A ação vigorosa de chantagem/censura legal e social não deixa às pessoas dissidentes, críticas da verdade protegida por lei, alternativa que transmitir “ilegalmente” suas opiniões ao público. Interessantíssimo problematizar o que eles chamam de “verdade protegida por lei”. Para eles a defesa de uma “outra verdade, dissidente”, é um ato legítimo.



Eles são vistos como apostatas e em razão disso denunciados e perseguidos. Na verdade são criminosos. 



Na verdade, o objetivo primordial deste tipo de perseguições não é castigar as vítimas, senão mais bem, pôr cabeças ensangüentadas na picota, para escarmento e dissuasão de outros potenciais críticos à ideologia de Estado. Novamente, uma discussão política a respeito de quem deve deter o poder sobre a verdade.



Tal como ocorreu durante a caça medieval de hereges, também em nossos dias os mais viciosos excessos à hora de castigar os crimes de pensamento têm como palco a Alemanha. A Alemanha perseguida pelos defensores da verdade oficial, pátria dos neonazistas, sofre o drama de mais uma caça às bruxas. 
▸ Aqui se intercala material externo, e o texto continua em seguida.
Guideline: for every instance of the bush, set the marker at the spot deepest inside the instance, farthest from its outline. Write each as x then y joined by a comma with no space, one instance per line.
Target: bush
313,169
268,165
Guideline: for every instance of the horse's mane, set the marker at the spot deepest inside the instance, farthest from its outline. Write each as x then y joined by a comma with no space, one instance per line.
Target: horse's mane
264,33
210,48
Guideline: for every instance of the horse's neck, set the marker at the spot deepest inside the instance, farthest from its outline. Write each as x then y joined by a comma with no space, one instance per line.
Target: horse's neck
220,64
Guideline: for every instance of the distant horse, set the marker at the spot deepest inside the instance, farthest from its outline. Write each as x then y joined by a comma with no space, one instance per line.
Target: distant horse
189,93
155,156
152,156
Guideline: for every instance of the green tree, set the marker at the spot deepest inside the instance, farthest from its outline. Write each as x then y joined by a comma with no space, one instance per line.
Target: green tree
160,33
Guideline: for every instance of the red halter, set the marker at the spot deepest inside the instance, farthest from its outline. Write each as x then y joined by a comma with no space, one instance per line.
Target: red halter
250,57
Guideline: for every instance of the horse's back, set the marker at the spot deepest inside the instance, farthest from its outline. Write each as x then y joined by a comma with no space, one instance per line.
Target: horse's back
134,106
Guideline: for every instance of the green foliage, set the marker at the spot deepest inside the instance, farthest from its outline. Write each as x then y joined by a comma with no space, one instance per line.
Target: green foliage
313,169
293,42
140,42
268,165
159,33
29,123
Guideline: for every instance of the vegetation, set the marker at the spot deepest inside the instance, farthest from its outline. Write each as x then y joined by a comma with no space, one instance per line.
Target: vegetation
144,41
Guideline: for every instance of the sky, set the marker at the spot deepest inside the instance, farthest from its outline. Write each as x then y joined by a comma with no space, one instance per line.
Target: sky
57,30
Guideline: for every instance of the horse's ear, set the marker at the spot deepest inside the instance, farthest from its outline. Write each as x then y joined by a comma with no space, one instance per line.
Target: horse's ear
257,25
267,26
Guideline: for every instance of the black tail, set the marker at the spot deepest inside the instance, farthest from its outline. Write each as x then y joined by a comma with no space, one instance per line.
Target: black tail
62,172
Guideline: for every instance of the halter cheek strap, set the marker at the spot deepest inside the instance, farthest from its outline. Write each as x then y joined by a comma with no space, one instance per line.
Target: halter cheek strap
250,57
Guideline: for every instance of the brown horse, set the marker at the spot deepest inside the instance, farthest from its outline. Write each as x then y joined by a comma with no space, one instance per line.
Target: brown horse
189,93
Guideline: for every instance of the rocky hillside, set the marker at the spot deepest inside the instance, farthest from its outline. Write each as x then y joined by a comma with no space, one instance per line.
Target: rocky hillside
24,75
Problematizando os argumentos apresentados pelo portal, podemos pensar como a discussão política encontra apoio num fato histórico que se centrou na religião. A ideia central aparece neste contexto: o que se pretende, na verdade é apresentar a “verdade oficial histórica” como um “dogma de Estado”, como “um elemento religioso” que cega “toda racionalidade” e emudece “toda ciência” como escreve o portal. Omitindo, inclusive, que as grandes vítimas da Inquisição medieval foram os judeus, exatamente porque não partilhavam a fé dominante, os “revisionistas” manobram a história da Inquisição a seu bel-prazer, torcendo dados para que caibam, adequadamente, em seus argumentos. Para dar conta do “revisionismo”, os sites produzem milhares de páginas: sua versão dos fatos precisa ser divulgada. Voltado para o passado, o “revisionismo” não deforma apenas fatos relativos ao Holocausto. Permite-se fazer isso com qualquer fato, texto, laudo, foto, arquivo, desde que sirva para legitimar-se. Como escreveu Moura Mello, “se o passado é um campo de disputas, as mediações com os arquivos podiam oferecer ferramentas para autorizar os discursos e versões do passado (Moura Mello, 2009)”.





Olhando para o presente: pelo direito de “expressão”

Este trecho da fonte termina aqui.